19 janvier 2010

Unité

Depuis hier, les chrétiens sont invités à prier pour l'unité.
Pour moi, cela veut dire à prier pour que chacun découvre la puissance de l'amour inconditionnel de Dieu manifesté en Jésus. C'est par des mots humains et des gestes que Jésus révèle que chacun, à commencer par les putains et les pécheurs, est le fils et la fille chéris du Père...
"De tout cela, c’est vous qui êtes les témoins."

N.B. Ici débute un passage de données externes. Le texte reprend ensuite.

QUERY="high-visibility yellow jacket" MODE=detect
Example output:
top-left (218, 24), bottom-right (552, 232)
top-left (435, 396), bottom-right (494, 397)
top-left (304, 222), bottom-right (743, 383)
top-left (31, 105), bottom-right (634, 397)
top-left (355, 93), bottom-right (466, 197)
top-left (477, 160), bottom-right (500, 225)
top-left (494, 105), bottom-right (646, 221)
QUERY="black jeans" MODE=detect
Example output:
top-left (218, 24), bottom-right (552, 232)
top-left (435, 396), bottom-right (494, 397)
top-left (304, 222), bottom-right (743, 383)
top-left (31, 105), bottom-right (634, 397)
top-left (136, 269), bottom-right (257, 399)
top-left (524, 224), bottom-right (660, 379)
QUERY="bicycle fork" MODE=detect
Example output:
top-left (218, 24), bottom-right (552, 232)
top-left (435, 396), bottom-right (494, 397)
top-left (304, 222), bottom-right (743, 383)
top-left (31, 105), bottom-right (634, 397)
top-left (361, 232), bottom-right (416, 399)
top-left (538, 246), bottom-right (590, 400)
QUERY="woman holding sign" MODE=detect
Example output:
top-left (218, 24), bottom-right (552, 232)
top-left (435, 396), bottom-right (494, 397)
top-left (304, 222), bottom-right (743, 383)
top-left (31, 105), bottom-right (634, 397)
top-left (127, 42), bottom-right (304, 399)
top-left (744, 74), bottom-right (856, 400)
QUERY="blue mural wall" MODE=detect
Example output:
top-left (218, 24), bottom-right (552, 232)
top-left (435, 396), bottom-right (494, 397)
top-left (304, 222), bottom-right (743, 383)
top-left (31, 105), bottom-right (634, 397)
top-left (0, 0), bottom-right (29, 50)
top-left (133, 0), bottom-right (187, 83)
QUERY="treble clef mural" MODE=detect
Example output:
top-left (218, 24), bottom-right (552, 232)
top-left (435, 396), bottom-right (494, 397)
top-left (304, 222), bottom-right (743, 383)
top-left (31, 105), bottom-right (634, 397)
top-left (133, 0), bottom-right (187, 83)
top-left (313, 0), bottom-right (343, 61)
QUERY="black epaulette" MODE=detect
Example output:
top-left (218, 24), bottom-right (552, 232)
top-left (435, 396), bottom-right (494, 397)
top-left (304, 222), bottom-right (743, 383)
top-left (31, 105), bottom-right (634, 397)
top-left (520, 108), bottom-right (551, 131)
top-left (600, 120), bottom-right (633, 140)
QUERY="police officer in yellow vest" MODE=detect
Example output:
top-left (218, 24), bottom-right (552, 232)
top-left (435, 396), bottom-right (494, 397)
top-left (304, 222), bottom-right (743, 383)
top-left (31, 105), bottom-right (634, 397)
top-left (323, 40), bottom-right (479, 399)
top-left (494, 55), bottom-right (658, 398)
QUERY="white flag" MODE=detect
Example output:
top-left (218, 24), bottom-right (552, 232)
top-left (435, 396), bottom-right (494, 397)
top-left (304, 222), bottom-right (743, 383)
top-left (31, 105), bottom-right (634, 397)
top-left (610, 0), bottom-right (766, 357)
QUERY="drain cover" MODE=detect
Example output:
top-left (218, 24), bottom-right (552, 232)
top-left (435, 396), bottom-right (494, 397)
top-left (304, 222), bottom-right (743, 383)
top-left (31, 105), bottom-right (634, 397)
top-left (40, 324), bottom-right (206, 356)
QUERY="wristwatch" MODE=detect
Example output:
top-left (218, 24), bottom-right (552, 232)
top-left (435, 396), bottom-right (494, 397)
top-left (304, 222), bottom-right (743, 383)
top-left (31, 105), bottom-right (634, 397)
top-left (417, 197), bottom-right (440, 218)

"Pendant cette Semaine de prière pour l’unité des chrétiens, nous écoutons d’autres chrétiens parler de leur foi afin de rencontrer Dieu de toutes les multiples manières dont il se révèle à nous. Nous sommes également conscients que notre partage avec les autres peut se faire grâce à la réalité virtuelle de la technologie. Les moyens modernes de communication peuvent nous aider à partager plus largement notre expérience, et à créer ainsi une communauté qui se révèle plus large et plus étendue que la réalité purement physique.
Une écoute attentive nous fait grandir dans la foi et dans l’amour. Malgré la diversité de notre témoignage personnel et collectif, nous découvrons que nous sommes liés les uns aux autres dans une même histoire, celle de l’amour de Dieu qui nous a été révélé en Jésus Christ."

Depuis hier, l'Église de Belgique a un nouveau primat (ce qui était attendu depuis plusieurs semaines). Cet homme a, depuis son accession au siège épiscopal de Namur, multiplié les déclarations et les gestes qui excluent et condamnent sans appel les personnes qui ont recours à l'avortement, à l'euthanasie, qui sont homosexuelles, et j'en passe...
J'étais dans le diocèse quand il a été nommé en 1991. Plusieurs de mes relations et amis, théologiens et prêtres en pastorale, ont été victimes de ses agissements et décisions. Plusieurs ont fait de graves dépressions. Heureusement, aujourd'hui, tous ont poursuivi leur vie, éloignés de la place Saint-Aubain et ont continué malgré tout à croire en Jésus et dans l'Évangile.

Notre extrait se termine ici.